Nous devrons ainsi être fermes sur nos principes et nos demandes, mais aussi rester ouverts au dialogue et prêts à lever les sanctions si l’Iran accepte de suspendre ses activités sensibles. Seule la solution négociée que défend la France est en mesure de répondre aux intérêts de tous. L’Iran a beaucoup à gagner des offres de coopération faites par les Six, s’il suspend ses activités nucléaires sensibles, et tout à perdre d’une escalade. Les autorités iraniennes doivent comprendre qu’en rejetant une solution diplomatique elles risquent d’ouvrir elles-mêmes la voie à d’autres options.

Entre Israéliens et Palestiniens, jamais la paix n’a paru si éloignée. Et, pourtant, jamais non plus les parties en présence n’ont eu davantage intérêt à la reprise du dialogue. C’est d’abord l’intérêt d’Israël qui a vu depuis l’été dernier sa vulnérabilité exposée, la validité des retraits unilatéraux comme garantie de sa sécurité remise en cause, et surtout sa stratégie exclusivement militaire déconsidérée par l’épreuve des faits. C’est évidemment aussi l’intérêt des Palestiniens, minés par des divisions qui les privent d’un représentant capable de parler en leur nom et de les engager tous dans la paix. Ils doivent d’urgence se rassembler dans un gouvernement d’union nationale avec lequel la communauté internationale pourra travailler. Le statu quo débouchera tôt ou tard sur une guerre ouverte entre Palestiniens qui balayera ce qui reste de l’Autorité palestinienne et provoquera le chaos bien au-delà des Territoires.

En Irak, au Liban, ou avec l’Iran, les crises ont des ressorts propres qu’il convient de traiter. Mais la toute première urgence aujourd’hui est de se concentrer sur ce qui est toujours le "centre nerveux" des crises au Moyen-Orient : le conflit israélo-palestinien.
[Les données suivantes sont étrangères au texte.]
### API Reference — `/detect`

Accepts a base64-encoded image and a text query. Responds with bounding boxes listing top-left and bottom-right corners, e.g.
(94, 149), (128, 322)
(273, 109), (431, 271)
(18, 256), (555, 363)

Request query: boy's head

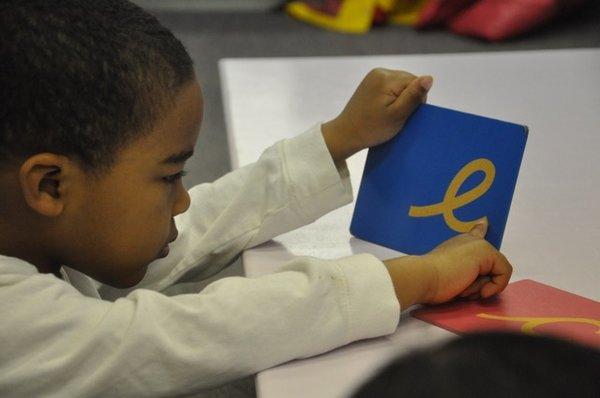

Bien entendu, toutes les tensions ne disparaîtront pas avec lui comme par un jeu de dominos. Mais le conflit israélo-palestinien est depuis soixante ans une plaie ouverte et douloureuse, un abcès qui cristallise les frustrations et nourrit les extrémismes.

La paix entre Israéliens et Palestiniens n’est sans doute pas une condition suffisante pour stabiliser le Moyen-Orient. Mais elle en est encore une condition nécessaire. Les termes d’une solution sont connus. Ce qui fait défaut, c’est le courage, la force de la volonté politique. La communauté internationale doit agir et déjouer le scénario d’un chaos annoncé qui risque d’emporter toute la région dans une escalade incontrôlable.

C’est en faisant la preuve de notre capacité collective à relancer la paix entre Israéliens et Palestiniens que notre voix sera entendue, écoutée et respectée pour régler les autres crises qui minent le Moyen-Orient./.